I like this topic and it came from a book I read: Say What You Mean, A Mindful Approach to Non-Violent Communication. I interviewed the author Oren Jay Sofer for my podcast.
There are many great topics in the book, but one of many great topics that caught my attention was learning to monitor your internal pressure of sympathetic arousal. That means noticing if you feel pressure building in your chest or somewhere else. It could feel like wanting to interrupt, it could even show up as you shaking your head. Sympathetic arousal can also be noticed in sports- like when your heart rate is too high, your hands are shaking, and you’re too jacked to perform properly. This also can happen with things like public speaking or having a difficult conversation.
Step one is to notice when it’s happening.
What can you do about it? You can first make a mental note and/or do something physical like take a breath or shift your weight.

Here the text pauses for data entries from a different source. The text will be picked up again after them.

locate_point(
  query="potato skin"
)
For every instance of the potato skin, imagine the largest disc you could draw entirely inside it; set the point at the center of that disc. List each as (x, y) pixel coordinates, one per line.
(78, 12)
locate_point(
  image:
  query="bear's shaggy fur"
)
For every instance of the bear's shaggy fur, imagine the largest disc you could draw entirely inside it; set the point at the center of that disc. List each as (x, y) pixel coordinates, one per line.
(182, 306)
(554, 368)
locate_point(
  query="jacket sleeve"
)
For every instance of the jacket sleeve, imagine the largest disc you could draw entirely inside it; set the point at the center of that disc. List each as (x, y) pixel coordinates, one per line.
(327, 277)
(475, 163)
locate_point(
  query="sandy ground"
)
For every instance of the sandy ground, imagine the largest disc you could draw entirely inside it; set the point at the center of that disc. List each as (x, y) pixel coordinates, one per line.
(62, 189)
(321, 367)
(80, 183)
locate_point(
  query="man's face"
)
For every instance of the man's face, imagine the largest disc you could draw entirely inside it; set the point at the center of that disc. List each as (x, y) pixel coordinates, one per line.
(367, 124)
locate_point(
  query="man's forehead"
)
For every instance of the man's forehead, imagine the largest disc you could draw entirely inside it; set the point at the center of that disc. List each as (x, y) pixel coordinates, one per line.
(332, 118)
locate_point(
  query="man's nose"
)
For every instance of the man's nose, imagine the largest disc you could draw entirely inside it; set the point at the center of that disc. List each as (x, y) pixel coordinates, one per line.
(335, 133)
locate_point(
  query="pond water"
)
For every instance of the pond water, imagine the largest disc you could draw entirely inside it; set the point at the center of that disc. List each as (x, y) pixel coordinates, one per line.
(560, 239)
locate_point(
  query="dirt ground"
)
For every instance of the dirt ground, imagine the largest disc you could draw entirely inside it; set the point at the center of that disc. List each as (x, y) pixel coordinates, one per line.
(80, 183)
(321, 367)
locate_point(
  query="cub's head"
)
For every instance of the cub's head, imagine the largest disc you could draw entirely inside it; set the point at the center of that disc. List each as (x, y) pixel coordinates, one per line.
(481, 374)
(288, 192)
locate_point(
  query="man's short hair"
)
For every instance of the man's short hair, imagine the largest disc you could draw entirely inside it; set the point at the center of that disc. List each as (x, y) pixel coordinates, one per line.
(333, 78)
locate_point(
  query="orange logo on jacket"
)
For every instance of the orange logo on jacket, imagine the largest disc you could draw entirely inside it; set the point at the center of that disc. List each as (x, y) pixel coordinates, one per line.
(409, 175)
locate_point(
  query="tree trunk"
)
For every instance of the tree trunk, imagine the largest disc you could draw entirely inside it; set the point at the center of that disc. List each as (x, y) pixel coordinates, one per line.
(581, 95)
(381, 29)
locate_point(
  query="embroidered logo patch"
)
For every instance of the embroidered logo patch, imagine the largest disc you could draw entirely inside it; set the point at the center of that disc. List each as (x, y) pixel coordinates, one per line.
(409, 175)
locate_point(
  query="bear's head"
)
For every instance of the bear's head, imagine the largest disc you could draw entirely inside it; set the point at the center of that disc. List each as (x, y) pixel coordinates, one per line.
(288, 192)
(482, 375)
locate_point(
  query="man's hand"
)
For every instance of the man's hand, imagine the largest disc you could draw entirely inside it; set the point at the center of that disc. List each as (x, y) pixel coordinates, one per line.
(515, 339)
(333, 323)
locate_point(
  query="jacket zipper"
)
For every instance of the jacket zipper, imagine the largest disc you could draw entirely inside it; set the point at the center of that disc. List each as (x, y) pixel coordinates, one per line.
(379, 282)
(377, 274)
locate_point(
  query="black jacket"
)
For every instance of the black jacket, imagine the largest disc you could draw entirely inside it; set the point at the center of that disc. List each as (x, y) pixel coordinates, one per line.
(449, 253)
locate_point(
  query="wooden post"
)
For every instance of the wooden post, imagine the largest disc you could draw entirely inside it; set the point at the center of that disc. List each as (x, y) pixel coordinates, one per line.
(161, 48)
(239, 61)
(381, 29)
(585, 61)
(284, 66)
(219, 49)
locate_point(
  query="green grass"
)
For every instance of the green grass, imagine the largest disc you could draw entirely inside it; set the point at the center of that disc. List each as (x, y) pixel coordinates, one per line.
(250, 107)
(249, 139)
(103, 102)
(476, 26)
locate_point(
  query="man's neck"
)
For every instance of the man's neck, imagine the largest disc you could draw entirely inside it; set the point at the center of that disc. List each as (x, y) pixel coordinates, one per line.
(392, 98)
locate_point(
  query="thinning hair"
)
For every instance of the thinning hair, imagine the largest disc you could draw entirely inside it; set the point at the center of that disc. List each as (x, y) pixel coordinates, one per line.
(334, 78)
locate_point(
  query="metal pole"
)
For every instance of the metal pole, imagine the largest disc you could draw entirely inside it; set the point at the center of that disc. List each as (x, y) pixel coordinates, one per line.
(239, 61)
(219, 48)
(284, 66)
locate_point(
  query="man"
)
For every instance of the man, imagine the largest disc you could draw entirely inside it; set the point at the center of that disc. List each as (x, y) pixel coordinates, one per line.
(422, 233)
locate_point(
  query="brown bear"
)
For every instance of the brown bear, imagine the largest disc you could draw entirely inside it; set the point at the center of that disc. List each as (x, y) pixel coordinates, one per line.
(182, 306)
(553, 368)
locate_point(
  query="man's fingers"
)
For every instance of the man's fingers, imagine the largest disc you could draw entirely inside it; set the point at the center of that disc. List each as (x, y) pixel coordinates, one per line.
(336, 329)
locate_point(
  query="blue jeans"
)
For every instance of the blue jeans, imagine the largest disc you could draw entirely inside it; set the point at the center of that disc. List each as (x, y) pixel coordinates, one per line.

Oren says, “it takes mindful awareness to pause, track reactivity and ride the wave of activation instead of being capsized by it.” That internal pressure or being overly activated is a feeling of discomfort. I you can recognize sitting with it as learning to tolerate the discomfort, it helps you from having to act on that feeling right away.
Pausing creates space to notice activation and grounding yourself to steady attention instead of losing center. An easy way to ground yourself when you get amped up is try to be aware of a body part – like how your feet feel on the floor in that moment or doing a quick body scan.